15 Years in 28 Minutes: Eni’s GPU-based HPC4 Speeds Oil Reservoir Simulations
The most powerful supercomputer in commercial use, multinational energy company Eni’s Nvidia GPU-powered HPC4, simulates 15 year’s worth of oil reservoir production in an astounding average of 28 minutes, according to an announcement from Eni.
The Milan-based company uses Stone Ridge Technology’s Echelon, a high-performance petroleum reservoir simulation software on HPC4, which has 3,200 Nvidia Tesla GPUs. The 18.6 petaflops supercomputer processed 100,000 reservoir models in about 15.5 hours, Nvidia announced in a blog this week by Paul Holzhauer, Nvidia’s director of oil and gas , a task that Nvidia said would take 10 days using legacy hardware and software. Each individual model simulated 15 years of production in an average of 28 minutes.
Last January, we reported on the debut of HPC4, which supplanted by only a few weeks the previous supercomputing record holder in industrial HPC, an Intel X86-based 9PFLOPS system used by BP in the Gulf of Mexico. Before that, Total’s “Pangea” system, introduced in 2016, held the No. 1 spot at 6.7 PFLOPS.
The energy industry has long been aligned with world-class supercomputing capabilities because of the staggering complexity and huge datasets involved in reservoir simulation, along with the high cost of operating drilling rigs and the financial losses resulting from “drilling mud.” Companies that more consistently strike energy reserves have an enormous competitive advantage. Exploration begins by creating vibrations on the surface of the earth (or the undersea surface, as the case may be) and converting the reflected sound waves into data. Large-scale numerical processing turns this data into images that are analyzed by geoscientists to determine if a reservoir prospect contains hydrocarbons and where they are located.

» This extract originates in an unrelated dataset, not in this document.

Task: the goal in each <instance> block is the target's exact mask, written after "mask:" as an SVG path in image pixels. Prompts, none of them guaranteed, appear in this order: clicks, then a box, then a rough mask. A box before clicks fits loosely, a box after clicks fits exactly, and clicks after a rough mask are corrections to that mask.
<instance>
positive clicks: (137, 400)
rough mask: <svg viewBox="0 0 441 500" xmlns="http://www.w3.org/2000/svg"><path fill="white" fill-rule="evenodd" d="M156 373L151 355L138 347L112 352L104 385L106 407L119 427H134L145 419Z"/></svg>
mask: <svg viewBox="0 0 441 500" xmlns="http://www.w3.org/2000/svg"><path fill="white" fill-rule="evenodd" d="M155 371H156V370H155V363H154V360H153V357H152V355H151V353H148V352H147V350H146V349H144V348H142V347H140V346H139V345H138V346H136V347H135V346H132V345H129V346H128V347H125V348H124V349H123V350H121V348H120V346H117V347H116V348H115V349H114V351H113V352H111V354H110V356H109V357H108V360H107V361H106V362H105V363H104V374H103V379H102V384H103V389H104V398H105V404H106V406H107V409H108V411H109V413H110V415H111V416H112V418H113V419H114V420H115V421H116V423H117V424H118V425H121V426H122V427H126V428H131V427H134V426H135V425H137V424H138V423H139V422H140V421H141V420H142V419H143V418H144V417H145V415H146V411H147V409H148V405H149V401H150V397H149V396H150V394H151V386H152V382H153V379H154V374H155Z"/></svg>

In a prepared announcement, Eni said its two supercomputers, HPC 3 and HPC4, have a peak performance capacity of 22.4 PFLOPS. The combination of HPC4 and Echelon “is a key and integral part of Eni’s digital strategy and transformation. This run is not only proof of computing power, but also the first practical step to provide all of Eni’s reservoir engineers access to a powerful processing tool for more accurately quantifying subsurface uncertainty and continually incorporating data into ‘live’ models on operating assets. It will further enhance Eni’s capability to accelerate the time-to-market of projects and deliver outstanding reservoir management strategies for all producing fields.”
Stone Ridge’s Echelon application models how hydrocarbons and water flow under the ground in the presence of wells and enable geoscientists to evaluate virtual production strategies and “what-if” scenarios on supercomputers before committing to new drilling projects in the real world.

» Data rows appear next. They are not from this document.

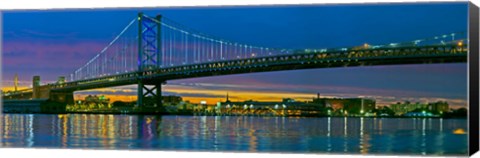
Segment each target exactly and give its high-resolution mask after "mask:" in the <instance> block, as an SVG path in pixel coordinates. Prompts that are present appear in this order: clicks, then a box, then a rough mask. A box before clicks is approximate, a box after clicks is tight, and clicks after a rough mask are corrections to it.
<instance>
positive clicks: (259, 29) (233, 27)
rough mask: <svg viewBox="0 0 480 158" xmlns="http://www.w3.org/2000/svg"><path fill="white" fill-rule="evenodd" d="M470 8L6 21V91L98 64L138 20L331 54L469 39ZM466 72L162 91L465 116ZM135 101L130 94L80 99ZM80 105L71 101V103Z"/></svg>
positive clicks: (295, 80)
mask: <svg viewBox="0 0 480 158" xmlns="http://www.w3.org/2000/svg"><path fill="white" fill-rule="evenodd" d="M467 9H468V8H467V3H466V2H461V3H460V2H457V3H448V4H431V3H423V4H395V5H393V4H390V5H386V4H383V5H372V4H370V5H324V6H281V7H280V6H264V7H216V8H214V7H210V8H208V7H207V8H191V7H190V8H156V9H108V10H100V9H92V10H49V11H45V10H42V11H6V12H3V22H2V25H3V39H4V41H3V50H2V55H3V61H2V66H3V74H2V84H3V86H4V87H3V88H2V89H3V90H8V89H12V86H13V76H14V75H15V73H17V74H18V76H19V79H20V81H21V82H20V85H21V86H22V87H28V86H30V85H31V80H32V77H33V76H34V75H40V76H41V79H42V82H44V83H46V82H53V81H55V80H56V78H57V77H58V76H68V75H69V74H70V73H72V72H73V71H75V70H76V69H77V68H79V67H80V66H82V65H83V64H85V63H86V62H87V61H88V60H89V59H91V58H92V57H93V56H95V55H96V54H98V53H99V52H100V51H101V50H102V49H103V48H104V47H105V46H106V45H107V44H108V43H109V42H110V41H111V40H112V39H113V37H114V36H115V35H116V34H118V32H120V31H121V29H122V28H124V27H125V25H126V24H127V23H128V22H130V20H131V19H133V18H135V17H136V16H137V13H138V12H139V11H142V12H144V13H145V14H147V15H151V16H155V15H156V14H162V15H163V16H165V17H168V18H169V19H172V20H175V21H176V22H178V23H180V24H183V25H185V26H189V27H190V28H194V29H195V30H199V31H202V32H205V33H208V34H211V35H215V36H218V37H222V38H224V39H230V40H232V41H239V42H243V43H251V44H254V45H261V46H265V47H280V48H294V49H298V48H337V47H348V46H359V45H363V44H364V43H371V44H385V43H392V42H402V41H413V40H416V39H422V38H426V37H432V36H436V35H443V34H448V33H453V32H462V31H466V30H467ZM466 81H467V65H466V63H455V64H429V65H401V66H373V67H351V68H329V69H309V70H294V71H279V72H266V73H251V74H242V75H229V76H216V77H206V78H194V79H185V80H174V81H167V85H165V87H164V91H163V92H164V93H163V95H180V96H182V97H184V100H191V101H192V102H198V101H200V100H207V101H208V102H209V103H215V102H216V101H225V99H224V98H225V95H226V93H227V92H228V93H229V94H230V98H231V99H232V100H234V101H242V100H247V99H253V100H264V101H280V100H281V98H284V97H290V98H295V99H298V100H309V99H311V98H313V97H316V93H317V92H318V93H320V94H321V95H322V96H323V97H348V98H349V97H366V98H374V99H376V100H377V105H387V104H390V103H394V102H398V101H402V102H403V101H405V100H410V101H412V102H416V101H419V102H422V103H424V102H431V101H439V100H442V101H447V102H448V103H449V104H450V105H453V106H456V107H460V106H465V105H466V101H467V82H466ZM87 94H99V95H107V96H108V97H111V98H112V99H113V100H118V99H122V100H135V99H136V96H135V95H136V86H135V85H133V86H124V87H116V88H108V89H101V90H99V89H97V90H90V91H84V92H77V93H76V96H79V97H83V96H84V95H87ZM76 99H78V98H76Z"/></svg>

According to Stone Ridge, the accelerated throughput of GPUs delivers a major advantage.
“Stone Ridge was an early adopter of NVIDIA GPUs for high-performance computing and we built Echelon from the ground up to exploit the technology,” said Vincent Natoli, founder and president of Stone Ridge. “We see the benefit of that choice now as Echelon has become faster and more capable with each generation of NVIDIA product. We significantly outpace our CPU-based competitors in both performance and scalability and each year the gap has become more pronounced.”